Softlandia background



Tools of the AI engineer

Large language models (LLMs) are shaping the way how AI applications are developed. They’ve found applications in many tasks, and the coolest thing right now is the autonomous agents that are being built! 

Behind the success of LLMs is their ability to “understand” and generate text. We communicate via text a lot, and perhaps most importantly, we write code and instructions to our computers as text. Thus, the capability to manipulate text gives LLMs a wide selection of tools to interact with us and with each other, boosting productivity and solving challenging problems.

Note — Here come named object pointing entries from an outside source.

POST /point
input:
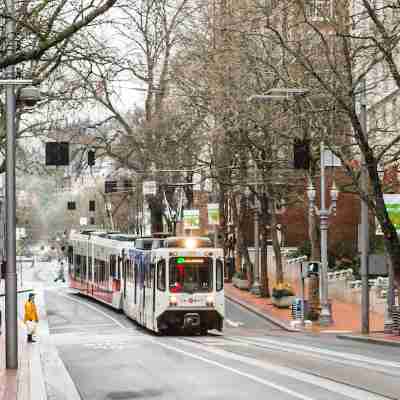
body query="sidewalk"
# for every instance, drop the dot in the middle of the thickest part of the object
(41, 373)
(24, 383)
(347, 317)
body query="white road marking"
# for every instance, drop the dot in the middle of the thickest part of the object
(234, 323)
(327, 384)
(236, 371)
(330, 355)
(94, 308)
(72, 326)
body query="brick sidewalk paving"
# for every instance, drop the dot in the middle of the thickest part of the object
(347, 317)
(15, 384)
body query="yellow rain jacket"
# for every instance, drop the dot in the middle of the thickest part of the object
(30, 312)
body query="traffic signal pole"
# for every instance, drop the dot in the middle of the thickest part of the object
(11, 272)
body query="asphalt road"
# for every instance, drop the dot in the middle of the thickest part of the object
(109, 357)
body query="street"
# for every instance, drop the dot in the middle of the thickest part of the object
(109, 357)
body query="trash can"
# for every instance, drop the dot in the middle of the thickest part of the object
(230, 262)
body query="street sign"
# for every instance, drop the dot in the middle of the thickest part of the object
(149, 188)
(191, 219)
(213, 213)
(20, 233)
(330, 159)
(131, 254)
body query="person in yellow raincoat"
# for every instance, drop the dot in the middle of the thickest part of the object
(31, 317)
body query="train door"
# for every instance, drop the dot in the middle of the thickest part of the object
(153, 306)
(139, 287)
(160, 285)
(149, 293)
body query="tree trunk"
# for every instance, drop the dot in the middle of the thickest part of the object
(264, 263)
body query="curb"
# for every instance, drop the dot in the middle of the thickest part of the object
(18, 291)
(367, 339)
(57, 381)
(267, 317)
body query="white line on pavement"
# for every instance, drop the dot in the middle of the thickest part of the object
(76, 326)
(93, 308)
(327, 384)
(236, 371)
(330, 355)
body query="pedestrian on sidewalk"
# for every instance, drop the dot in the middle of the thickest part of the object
(31, 317)
(60, 276)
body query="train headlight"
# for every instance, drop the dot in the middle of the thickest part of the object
(210, 301)
(190, 243)
(173, 301)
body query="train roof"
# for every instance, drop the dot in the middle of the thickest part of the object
(123, 237)
(188, 242)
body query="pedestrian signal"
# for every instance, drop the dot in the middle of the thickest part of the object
(313, 268)
(91, 158)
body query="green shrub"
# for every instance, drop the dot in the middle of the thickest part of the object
(282, 290)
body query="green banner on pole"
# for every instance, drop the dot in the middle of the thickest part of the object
(392, 203)
(213, 214)
(191, 219)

In this blog post, we’ll give a practical tutorial to building your own LLM-based applications. Specifically, we’ll focus on building an AI that uses your private data to perform tasks. Our task of choice here is extracting structured information from text documents. The example can easily be adapted to chat-like interactions or more generative tasks as well.

We’ve previously shared some of our favorite tools in the NLP scene as well as written about the skill set for developing AI applications. It is the applied AI engineer who will be building AI-enabled solutions on top of foundation and multi-modal models and fine-tuning them to meet specific industry needs. In the following, we will break down the process of building an AI product, as well as describe tools to deliver great results.  

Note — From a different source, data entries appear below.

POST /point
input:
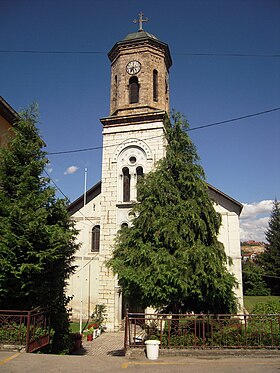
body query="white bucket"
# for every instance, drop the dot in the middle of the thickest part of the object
(152, 347)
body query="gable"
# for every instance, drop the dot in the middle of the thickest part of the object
(219, 197)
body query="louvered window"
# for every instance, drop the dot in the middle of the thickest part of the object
(133, 90)
(95, 239)
(126, 185)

As an example, when we want LLMs to do something based on our private data, we’ll often provide that data as context to the LLM queries. But since LLMs can handle only a limited amount of text in a single call, we need clever strategies to make sure all the relevant context information gets to the LLM. We’ll demonstrate the necessary tools here.

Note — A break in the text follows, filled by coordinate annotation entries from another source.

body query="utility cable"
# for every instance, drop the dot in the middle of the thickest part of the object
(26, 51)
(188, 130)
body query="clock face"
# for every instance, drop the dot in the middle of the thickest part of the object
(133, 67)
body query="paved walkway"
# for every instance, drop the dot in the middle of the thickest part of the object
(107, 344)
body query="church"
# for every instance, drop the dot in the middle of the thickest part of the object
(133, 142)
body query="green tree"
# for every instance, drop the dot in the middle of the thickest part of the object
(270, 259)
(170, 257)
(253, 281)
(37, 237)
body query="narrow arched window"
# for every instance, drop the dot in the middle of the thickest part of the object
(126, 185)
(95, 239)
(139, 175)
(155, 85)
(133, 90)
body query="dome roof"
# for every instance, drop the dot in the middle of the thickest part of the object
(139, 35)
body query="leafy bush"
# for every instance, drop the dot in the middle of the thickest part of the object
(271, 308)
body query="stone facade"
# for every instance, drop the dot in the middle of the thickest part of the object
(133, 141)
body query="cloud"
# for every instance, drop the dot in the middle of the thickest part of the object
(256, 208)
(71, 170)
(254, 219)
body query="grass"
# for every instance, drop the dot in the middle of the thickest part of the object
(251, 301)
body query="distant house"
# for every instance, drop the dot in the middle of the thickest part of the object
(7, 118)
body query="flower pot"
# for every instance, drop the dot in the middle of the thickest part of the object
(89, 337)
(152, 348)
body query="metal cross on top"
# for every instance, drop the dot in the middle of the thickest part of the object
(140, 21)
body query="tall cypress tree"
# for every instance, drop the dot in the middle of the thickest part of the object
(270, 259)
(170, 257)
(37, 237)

We’ll build an application that scrapes, embeds, stores, retrieves, analyzes and validates data. Specifically, we 

  1. scrape some blog posts

  2. compute vector embeddings of the scraped content

  3. store that data in a vector database for semantic retrieval

  4. query the data with free-form text

  5. use the data with LLMs to perform a task

  6. make sure we get structured JSON as a response! 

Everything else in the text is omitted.